Jobs and Wozniak are credited with revolutionizing the computer industry by democratizing the technology and making the machines smaller, cheaper, intuitive and accessible to everyday consumers. Wozniak conceived a series of user-friendly personal computers, and—with Jobs in charge of marketing—Apple initially marketed the computers for $666.66 each, and the Apple I earned the corporation around $774,000. Three years after the release of Apple's second model, the Apple II, the company's sales increased by 700 percent, to $139 million. In 1980, Apple Computer became a publicly traded company, with a market value of $1.2 billion on its very first day of trading. Jobs looked to marketing expert John Scully of Pepsi-Cola to help fill the role of Apple's president.
However, the next several products from Apple suffered significant design flaws resulting in recalls and consumer disappointment. IBM suddenly surpassed Apple sales, and Apple had to compete with an IBM/PC dominated business world. In 1984, Apple released the Macintosh, marketing the computer as a piece of a counter culture lifestyle: romantic, youthful, creative. But despite positive sales and performance superior to IBM's PCs, the Macintosh was still not IBM compatible. Scully believed Jobs was hurting Apple, and executives began to phase him out.
In 1985, Jobs resigned as Apple's CEO to begin a new hardware and software company called NeXT, Inc. The following year Jobs purchased an animation company from George Lucas, which later became Pixar Animation Studios. Believing in Pixar's potential, Jobs initially invested $50 million of his own money into the company. Pixar Studios went on to produce wildly popular animation films such as Toy Story, Finding Nemo and The Incredibles. Pixar's films have netted $4 billion. The studio merged with Walt Disney in 2006, making Steve Jobs Disney's largest shareholder.
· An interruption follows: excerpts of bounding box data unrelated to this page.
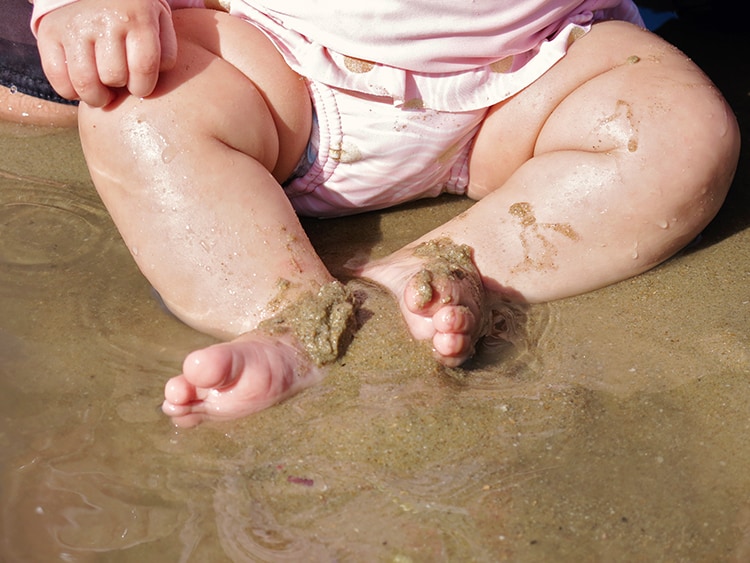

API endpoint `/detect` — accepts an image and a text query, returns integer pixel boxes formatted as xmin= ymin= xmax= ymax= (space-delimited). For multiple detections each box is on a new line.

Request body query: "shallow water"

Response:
xmin=0 ymin=18 xmax=750 ymax=563
xmin=0 ymin=113 xmax=750 ymax=562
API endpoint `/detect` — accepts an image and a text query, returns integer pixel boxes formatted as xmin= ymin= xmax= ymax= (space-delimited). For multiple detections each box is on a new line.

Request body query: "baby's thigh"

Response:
xmin=469 ymin=22 xmax=735 ymax=197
Despite Pixar's success, NeXT, Inc. floundered in its attempts to sell its specialized operating system to mainstream America. Apple eventually bought the company in 1997 for $429 million. That same year, Jobs returned to his post as Apple's CEO.
Much like Steve Jobs instigated Apple's success in the 1970s, he is credited with revitalizing the company in the 1990s. With a new management team, altered stock options and a self-imposed annual salary of $1 a year, Jobs put Apple back on track. His ingenious products such as the iMac, effective branding campaigns, and stylish designs caught the attention of consumers once again.
In 2003, Jobs discovered that he had a neuroendocrine tumor, a rare but operable form of pancreatic cancer.